Cette dernière a plaidé au juge Conrad Chapdelaine de la Cour du Québec pour que l’étudiant de 20 ans obtienne une absolution conditionnelle.

Après avoir voulu comprendre pourquoi trois étudiants universitaires avaient eu cette mauvaise idée de faire exploser une bombe au chlore chez un voisin le 2 août dernier, le juge Chapdelaine a entériné la suggestion commune présentée par Me Duval et la procureure aux poursuites criminelles Me Claudie Marmet.

« Personne n’est à l’abri d’une étourderie, celle-là en est une vraie.
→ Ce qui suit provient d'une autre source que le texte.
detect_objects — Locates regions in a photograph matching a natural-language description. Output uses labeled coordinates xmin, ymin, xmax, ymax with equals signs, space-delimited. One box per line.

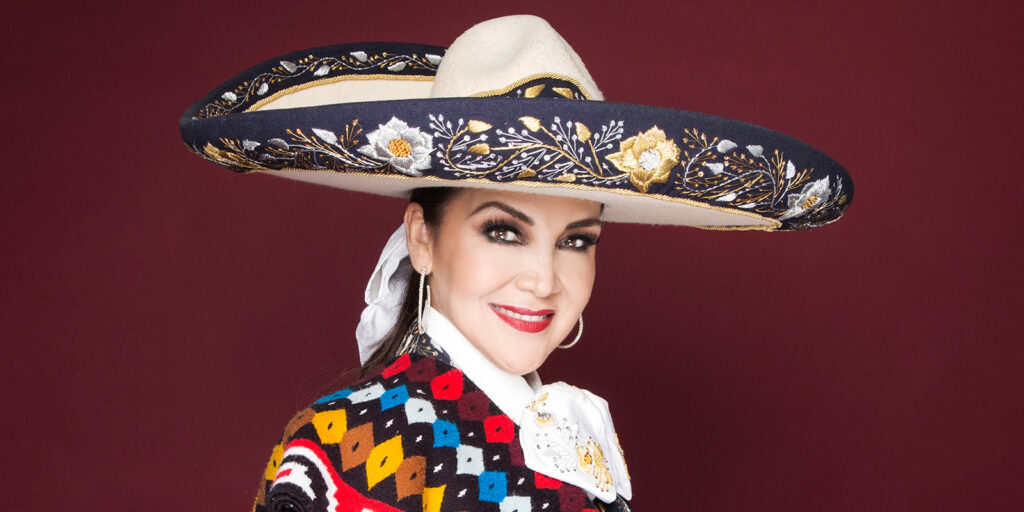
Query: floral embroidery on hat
xmin=358 ymin=117 xmax=433 ymax=176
Vous n’aurez peut-être pas la même chance la prochaine fois d’obtenir une absolution qui vous évite un casier judiciaire », a mentionné le juge Chapdelaine en imposant 150 heures de travaux communautaires dans le cadre de l’absolution conditionnelle.
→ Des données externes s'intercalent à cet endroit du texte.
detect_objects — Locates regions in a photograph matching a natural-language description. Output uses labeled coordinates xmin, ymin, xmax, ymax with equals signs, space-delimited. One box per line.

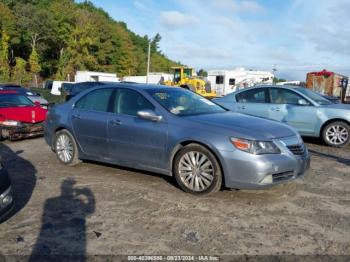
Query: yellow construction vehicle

Le jeune homme de 20 ans sans antécédent judiciaire étudie à l’université, fait du sport de haut niveau pouvant le conduire aux États-Unis et réside chez sa mère qui possède un service de garde en milieu familial.
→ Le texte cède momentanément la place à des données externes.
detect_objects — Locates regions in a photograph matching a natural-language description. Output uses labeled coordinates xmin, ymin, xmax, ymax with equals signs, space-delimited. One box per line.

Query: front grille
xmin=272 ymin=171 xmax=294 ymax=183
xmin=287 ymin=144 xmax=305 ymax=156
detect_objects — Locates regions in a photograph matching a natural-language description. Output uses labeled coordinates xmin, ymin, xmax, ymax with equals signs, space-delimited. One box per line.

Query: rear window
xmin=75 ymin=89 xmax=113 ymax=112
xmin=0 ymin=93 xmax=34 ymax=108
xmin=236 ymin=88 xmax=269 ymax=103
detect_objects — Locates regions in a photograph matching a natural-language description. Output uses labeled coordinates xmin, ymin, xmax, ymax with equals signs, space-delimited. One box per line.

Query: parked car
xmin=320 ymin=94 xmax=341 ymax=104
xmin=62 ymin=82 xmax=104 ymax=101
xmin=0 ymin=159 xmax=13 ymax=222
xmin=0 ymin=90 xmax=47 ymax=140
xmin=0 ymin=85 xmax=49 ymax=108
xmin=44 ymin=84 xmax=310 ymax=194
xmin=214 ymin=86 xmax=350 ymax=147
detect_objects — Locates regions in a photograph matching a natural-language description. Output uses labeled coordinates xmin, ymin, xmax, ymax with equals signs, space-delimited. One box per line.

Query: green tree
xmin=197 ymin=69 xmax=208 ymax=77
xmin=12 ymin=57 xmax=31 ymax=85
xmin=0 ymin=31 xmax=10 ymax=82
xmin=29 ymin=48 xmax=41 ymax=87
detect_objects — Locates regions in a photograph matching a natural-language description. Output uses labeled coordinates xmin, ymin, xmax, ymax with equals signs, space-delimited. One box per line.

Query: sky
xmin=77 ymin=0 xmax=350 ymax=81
« Un casier judiciaire pourrait avoir d’importantes conséquences sur ses études et son lieu de résidence », avait plaidé Me Duval.

Ce sont les images enregistrées par la caméra de surveillance du résidant et publiées sur les réseaux sociaux qui ont permis de retrouver les suspects. La caméra de surveillance avait été installée à la suite d’un premier événement semblable survenu l’année dernière.

Après l’explosion du dispositif, les policiers et les pompiers se sont rendus sur place. Il y avait eu projection de chlore sur la maison et dans l’entrée. Personne n’avait été blessé.

« Les propriétaires n’étaient pas visés. Les lieux avec la haute haie de cèdres étaient plus faciles pour se cacher. Ils n’avaient aucun lien avec l’autre événement survenu dans le passé », a signalé Me Duval au tribunal.

L’accusé a rédigé une lettre d’excuses à l’intention du propriétaire de la résidence visée. Le plaignant a été mis au fait de la peine imposée.

Les deux autres accusés dans cette affaire ont été dirigés vers le programme de mesures de rechanges générales (PMRG) de la Cour du Québec.